Zoals ik al eerder heb gezegd: de oudste vertaling die we van Naghel kennen is die van de Legenda aurea van Jacobus de Voragine. Naghel voltooide zijn vertaling op 9 januari 1357 (In navolging van Coun (1980, p. 197) en Kors (2007, p. 169-182) corrigeer ik de data naar de Nieuwjaarsstijl) en op basis van de handschriftelijke overlevering kunnen we alleen maar stellen dat het een ’bestseller’ was. We kennen er meer dan honderdvijftig handschriften van en de tekst is tussen 1478 en 1516 dertien keer in volledige dan wel verkorte vorm gedrukt. Wanneer we deze ruime overlevering relateren aan de grote omvang van de tekst - in het handschrift Brussel, K.B., 15140 telt het bijvoorbeeld meer dan 400 bladen - dan wordt duidelijk dat het belang van deze vertaling nauwelijks overschat kan worden. Voor het onderzoek naar de vertaalactiviteiten van Naghel en - in bredere zin: de Hernse kartuis - levert deze vertaling een opmerkelijke casus. Er zijn enkele legenden die geplaagd worden door opmerkelijke vertaalfouten - fouten die we van een vertaler van het kaliber van Naghel eigenlijk niet zouden verwachten (zie hierover Berteloot en Hlatky 2003), en die tot verschillende speculaties aanleiding kunnen geven. Moeten we ten overstaan van deze vertaalfouten met de hand over het hart strijken en zeggen ’Ach ja, het was dan ook zijn eersteling, en alles moet geleerd worden?’ Of is het denkbaar dat Naghel de vertaling niet helemaal zelf gemaakt heeft, maar voortbouwde op een bestaande partiële vertaling van de tekst? Het is ook voorstelbaar dat de vertaling in circulatie kwam voordat de kartuizer zijn tekst grondig had kunnen controleren en corrigeren. Dat de vertaling zeer snel in omloop kwam wordt bewezen door een van de oudste Middelnederlandse handschriften van papier, dat zich heden ten dage in Brugge in het Sint-Janshospitaal (zonder signatuur) bevindt: dit helaas onvolledige handschrift stamt uit 1358 en is naar alle waarschijnlijkheid een direkt afschrift van Naghels autograaf. Het schrift wijst op kopieerwerk door beroepskopiisten, maar dat laat onverlet dat het een zeer haastig gemaakt en slordig afschrift lijkt - blijkbaar was er haast bij!

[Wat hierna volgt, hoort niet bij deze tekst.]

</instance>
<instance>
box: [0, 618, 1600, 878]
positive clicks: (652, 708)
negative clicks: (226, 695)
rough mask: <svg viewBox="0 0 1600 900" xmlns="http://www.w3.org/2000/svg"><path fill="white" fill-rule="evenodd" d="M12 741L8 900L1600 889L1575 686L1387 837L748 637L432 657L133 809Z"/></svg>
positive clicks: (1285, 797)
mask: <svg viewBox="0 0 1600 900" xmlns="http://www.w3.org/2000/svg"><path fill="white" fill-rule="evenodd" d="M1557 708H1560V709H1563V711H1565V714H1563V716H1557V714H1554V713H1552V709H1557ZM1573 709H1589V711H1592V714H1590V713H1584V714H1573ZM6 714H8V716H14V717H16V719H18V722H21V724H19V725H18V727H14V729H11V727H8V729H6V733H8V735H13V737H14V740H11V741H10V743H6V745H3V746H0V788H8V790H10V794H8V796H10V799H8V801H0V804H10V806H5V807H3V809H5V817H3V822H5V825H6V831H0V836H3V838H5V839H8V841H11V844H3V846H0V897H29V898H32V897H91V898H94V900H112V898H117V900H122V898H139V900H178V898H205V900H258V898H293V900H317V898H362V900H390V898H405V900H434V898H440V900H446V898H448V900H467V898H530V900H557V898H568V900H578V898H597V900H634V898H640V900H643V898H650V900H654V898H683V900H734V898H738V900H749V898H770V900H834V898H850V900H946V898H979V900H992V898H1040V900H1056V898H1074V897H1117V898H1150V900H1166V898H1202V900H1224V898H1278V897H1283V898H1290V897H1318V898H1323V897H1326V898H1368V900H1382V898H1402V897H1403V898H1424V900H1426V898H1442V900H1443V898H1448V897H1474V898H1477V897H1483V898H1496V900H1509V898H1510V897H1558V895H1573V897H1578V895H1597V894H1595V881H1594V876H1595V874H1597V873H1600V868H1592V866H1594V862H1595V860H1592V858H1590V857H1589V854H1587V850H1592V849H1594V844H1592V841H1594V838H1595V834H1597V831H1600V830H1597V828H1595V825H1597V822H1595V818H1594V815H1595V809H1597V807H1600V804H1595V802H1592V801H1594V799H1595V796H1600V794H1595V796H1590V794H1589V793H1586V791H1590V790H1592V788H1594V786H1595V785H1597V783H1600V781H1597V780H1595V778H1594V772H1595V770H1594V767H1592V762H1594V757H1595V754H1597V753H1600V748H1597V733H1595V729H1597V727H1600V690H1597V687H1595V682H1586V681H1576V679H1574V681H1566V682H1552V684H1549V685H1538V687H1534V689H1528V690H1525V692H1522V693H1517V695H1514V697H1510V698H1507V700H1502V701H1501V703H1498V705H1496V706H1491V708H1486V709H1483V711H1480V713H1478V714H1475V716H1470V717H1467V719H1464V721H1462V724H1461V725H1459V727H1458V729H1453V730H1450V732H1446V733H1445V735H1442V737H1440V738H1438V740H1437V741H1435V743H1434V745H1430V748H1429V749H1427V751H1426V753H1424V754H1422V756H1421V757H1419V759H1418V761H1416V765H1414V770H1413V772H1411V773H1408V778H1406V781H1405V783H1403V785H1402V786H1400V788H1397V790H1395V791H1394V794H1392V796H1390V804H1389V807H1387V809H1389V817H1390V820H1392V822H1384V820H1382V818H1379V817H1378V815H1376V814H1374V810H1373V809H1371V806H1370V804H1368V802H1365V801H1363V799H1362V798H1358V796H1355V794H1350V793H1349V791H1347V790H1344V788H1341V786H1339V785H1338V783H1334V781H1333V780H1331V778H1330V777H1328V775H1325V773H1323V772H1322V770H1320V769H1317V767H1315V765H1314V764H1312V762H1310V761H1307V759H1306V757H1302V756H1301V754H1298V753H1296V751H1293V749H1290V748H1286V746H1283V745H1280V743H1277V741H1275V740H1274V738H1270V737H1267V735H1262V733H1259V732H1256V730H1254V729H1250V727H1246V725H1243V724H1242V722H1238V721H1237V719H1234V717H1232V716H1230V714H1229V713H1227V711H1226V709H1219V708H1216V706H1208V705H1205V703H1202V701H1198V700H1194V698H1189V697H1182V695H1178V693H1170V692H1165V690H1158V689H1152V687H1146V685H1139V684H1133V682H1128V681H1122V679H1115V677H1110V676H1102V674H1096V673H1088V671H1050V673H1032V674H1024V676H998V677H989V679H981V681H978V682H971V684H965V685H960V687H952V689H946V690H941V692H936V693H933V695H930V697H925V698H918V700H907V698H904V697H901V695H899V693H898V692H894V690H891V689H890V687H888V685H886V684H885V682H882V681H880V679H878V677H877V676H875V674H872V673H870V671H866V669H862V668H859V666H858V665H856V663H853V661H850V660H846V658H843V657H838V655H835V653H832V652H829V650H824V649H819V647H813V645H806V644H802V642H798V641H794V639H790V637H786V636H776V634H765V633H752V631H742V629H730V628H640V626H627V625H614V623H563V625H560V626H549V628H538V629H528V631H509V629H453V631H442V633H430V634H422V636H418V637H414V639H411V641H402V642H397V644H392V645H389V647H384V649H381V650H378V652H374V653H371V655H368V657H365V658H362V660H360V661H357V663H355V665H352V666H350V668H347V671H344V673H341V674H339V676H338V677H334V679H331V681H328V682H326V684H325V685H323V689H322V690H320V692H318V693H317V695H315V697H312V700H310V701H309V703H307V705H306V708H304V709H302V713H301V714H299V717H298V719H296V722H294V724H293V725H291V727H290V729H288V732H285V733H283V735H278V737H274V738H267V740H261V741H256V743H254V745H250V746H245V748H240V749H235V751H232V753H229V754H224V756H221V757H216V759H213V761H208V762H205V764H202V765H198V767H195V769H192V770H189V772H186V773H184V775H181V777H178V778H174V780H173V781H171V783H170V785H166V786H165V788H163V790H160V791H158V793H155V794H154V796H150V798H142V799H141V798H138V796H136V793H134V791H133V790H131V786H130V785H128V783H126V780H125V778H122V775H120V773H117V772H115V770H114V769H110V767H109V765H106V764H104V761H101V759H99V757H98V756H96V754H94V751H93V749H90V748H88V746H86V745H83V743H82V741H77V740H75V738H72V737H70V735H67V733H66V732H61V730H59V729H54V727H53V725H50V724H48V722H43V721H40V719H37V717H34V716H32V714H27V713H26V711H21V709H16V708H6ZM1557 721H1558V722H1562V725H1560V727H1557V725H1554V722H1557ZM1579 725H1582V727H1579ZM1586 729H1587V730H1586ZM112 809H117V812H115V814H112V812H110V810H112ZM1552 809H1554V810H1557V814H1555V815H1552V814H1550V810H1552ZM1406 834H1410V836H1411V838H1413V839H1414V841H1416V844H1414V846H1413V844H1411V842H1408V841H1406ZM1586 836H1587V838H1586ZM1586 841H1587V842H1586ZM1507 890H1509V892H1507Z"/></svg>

Naghels tweede vertaalproject is qua omvang heel wel vergelijkbaar met zijn Legenda aurea-vertaling, maar in dit geval betreft het een complexe onderneming waaraan hij zo’n 20 jaar gewerkt heeft en het resultaat daarvan laat zich nog het beste betitelen als de Hernse bijbel. Het begin van dit project ligt in de vroege jaren ’60 van de veertiende eeuw en het begint met een grote, tweedelige historiebijbel die Naghel vervaardigde op verzoek van de Brusselse patriciër Jan Taye. Op 12 juni 1360 voltooide hij de Eerste partie en op 23 juni 1361 de tweede. Van deze historiebijbel zijn nog meer dan vijftig, voornamelijk vijftiende-eeuwse handschriften bekend, maar daarvan zijn er geen twee identiek (Over de handschriftelijke overlevering zie Biemans 1984 (passim)). Dankzij het puzzelwerk van Mikel Kors hebben we evenwel een goed zicht op wat die historiebijbel bevatte (Zie Kors 2007, p. 33-46). We kunnen meteen vaststellen dat Naghel geen historiebijbel in de strikte zin van het woord - een parafrase van de de historische boeken van de bijbel - heeft geproduceerd (Zie Kors 2007, p. 33-46). De meeste bijbelboeken zijn volledig en getrouw naar de Vulgaat vertaald; enkele, zoals bijvoorbeeld Esdras en Nehemia, werden bewerkt naar de Historia scholastica van Petrus Comestor, de historiebijbel par excellence. Eigenlijk kunnen we stellen dat er in deze historiebijbel een zuivere vertaling van een groot deel van de Vulgaat schuilgaat. Naghel doorspekte de vertalingen van de Vulgaatdelen weliswaar met glossen en commentaren, waarvoor hij teruggreep op de Historia scholastica en andere teksten (Latijnse of Middelnederlandse), maar hij hield deze toevoegingen zorgvuldig gescheiden van de Vulgaattekst. In zijn eigen proloog op de Pentateuch onderstreept hij het belang van deze grafische scheiding, ik parafraseer:

En verder moet men in het oog vatten dat ik, juist omdat de bijbel op vele plaatsen moeilijk te begrijpen is, wanneer het maar nuttig en profijtelijk is [voor de lezer] zal putten uit de Scolastica Historia en dat naast de tekst zal zetten. Maar dat zal ik wel overal onderscheiden, waar het begint en waar het eindigt, met rode inkt. En wie later dit boek wil gebruiken om er een afschrift van te maken, die moet goed opletten en erop toezien dat hij het overschrijft zoals het is georganiseerd, anders zal hij dit werk ernstig in diskrediet brengen en de vruchten van zijn inspanningen verliezen (Echter soe sal men weten ende verstaen, om dat die bible in menigher stat es soe doncker van verstandenissen, soe sal ic tallen stede daert profijt ende orbere wesen sal, nemen uut Scolastica Historia ende settent biden texte, mer dat salic wel tallen steden onderscheiden, waert beghint ende eynde neemt, met roden encke. Ende soe wie hier namaels uut desen boeke enen anderen scryven wilt, hi moet naerstelijc merken ende hem wachten dat hine scryve alsoe dese gheordineert es, of hi soude dwerc seer blameren ende sijn pine verliesen (De Bruin 1977-1978, I-1, 4)).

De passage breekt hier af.